Energieflexibiliteit in gebouwen

De verduurzaming van de energievoorziening brengt uitdagingen voor de energie-infrastructuur met zich mee. Bijvoorbeeld piekbelasting en een mismatch tussen de timing van de opwek van energie en de behoefte aan energie. Hoe kan het energieflexibiliteitspotentieel van een gebouw bijdragen aan een oplossing, en wat is daar voor nodig?

Energieflexibiliteit in gebouwen

Status Dit project is in uitvoering
Expertgroep Klimaattechniek
Datum Maart 2024
Algemeen

De energie-infrastructuur is niet geschikt voor de piekbelastingen die veroorzaakt worden door de productie van duurzame energie en door elektrificatie van het energiegebruik. Daarnaast is het aanbod van duurzame energie niet op hetzelfde moment als de behoefte aan energie.

Er wordt hard gewerkt aan het oplossen van deze problematiek. Bijvoorbeeld door het aanpassen van de energienetwerken en het bouwen van batterijsystemen. In principe kunnen gebouwen zelf ook een goede bijdrage leveren aan oplossingen voor deze twee problemen. Elk gebouw wordt namelijk gekenmerkt door een zekere energieflexibiliteit: de mogelijkheid om te schuiven met de energiebehoefte.

De gebouwde omgeving heeft een enorm potentieel ten aanzien van energieflexibiliteit. Dit potentieel willen we in een aantal concrete gebouwen inzichtelijk maken en ontsluiten aan de hand van het rapport KT 42 Energieflexibiliteit van Gebouwen en het bijbehorende plan van aanpak.
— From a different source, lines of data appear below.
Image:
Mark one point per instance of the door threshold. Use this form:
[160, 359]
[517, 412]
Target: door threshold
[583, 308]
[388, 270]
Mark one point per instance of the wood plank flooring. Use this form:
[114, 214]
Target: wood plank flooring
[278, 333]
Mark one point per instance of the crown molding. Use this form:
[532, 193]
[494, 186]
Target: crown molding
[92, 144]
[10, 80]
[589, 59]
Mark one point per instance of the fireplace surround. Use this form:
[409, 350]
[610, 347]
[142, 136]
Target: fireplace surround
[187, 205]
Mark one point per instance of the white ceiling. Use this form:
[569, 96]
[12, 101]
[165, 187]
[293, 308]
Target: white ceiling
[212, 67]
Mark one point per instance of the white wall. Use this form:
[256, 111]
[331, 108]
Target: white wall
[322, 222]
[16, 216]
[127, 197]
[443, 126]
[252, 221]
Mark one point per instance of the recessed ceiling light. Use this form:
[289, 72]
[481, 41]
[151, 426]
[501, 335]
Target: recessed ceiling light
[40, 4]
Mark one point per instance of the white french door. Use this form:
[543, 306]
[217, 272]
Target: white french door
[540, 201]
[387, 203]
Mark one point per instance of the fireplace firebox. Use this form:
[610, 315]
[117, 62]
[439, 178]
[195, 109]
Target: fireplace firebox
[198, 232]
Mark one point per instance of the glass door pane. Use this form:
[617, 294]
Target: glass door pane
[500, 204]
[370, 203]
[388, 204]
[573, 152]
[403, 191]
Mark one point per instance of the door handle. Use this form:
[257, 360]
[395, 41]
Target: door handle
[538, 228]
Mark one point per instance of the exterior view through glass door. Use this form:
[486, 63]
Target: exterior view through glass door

Dit draagt direct bij aan verduurzamingsopgave en de actuele congestieproblematiek. De start van het project vindt plaats in het voorjaar van 2024.
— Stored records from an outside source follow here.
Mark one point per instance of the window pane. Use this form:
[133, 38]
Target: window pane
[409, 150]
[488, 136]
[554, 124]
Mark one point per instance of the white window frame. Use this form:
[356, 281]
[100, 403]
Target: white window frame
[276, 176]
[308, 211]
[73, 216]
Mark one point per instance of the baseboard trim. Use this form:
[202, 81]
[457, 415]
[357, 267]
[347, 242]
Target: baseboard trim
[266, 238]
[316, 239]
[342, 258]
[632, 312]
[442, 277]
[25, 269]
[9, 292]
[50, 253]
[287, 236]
Deze energieflexibiliteit heeft vooral betrekking op:

  • De traagheid die elk gebouw heeft. In combinatie met een zekere tolerantie ten aanzien van het comfort geeft dit de  mogelijkheid om klimaatinstallaties (verwarmen en koelen) tijdelijk uit of juist tijdelijk geforceerd aan te zetten. Bij moderne, energie-efficiëntie gebouwen is deze flexibiliteit zelfs erg groot.
  • In het gebouw aanwezige thermische buffers, zoals warmtapwatervoorraad of buffervaten bij warmtepompen. Deze kunnen worden gebruikt om overtollige energie in op te slaan.
  • Het groeperen van gebouwen om schakelgedrag van bijvoorbeeld warmtepompen te coördineren.
Projectopzet energieflexibiliteitspotentieel van gebouwen

In Q1 2024 zijn een drietal gebouwen geselecteerd, die zijn aangedragen via de TVVL Expertgroepen Gebouwbeheer & Automatisering en Klimaattechniek. In Q2 wordt gestart met de praktijkproeven. De praktijkproeven vinden plaats in de periode van het zogenaamde ‘koel’ seizoen, start voorjaar 2024.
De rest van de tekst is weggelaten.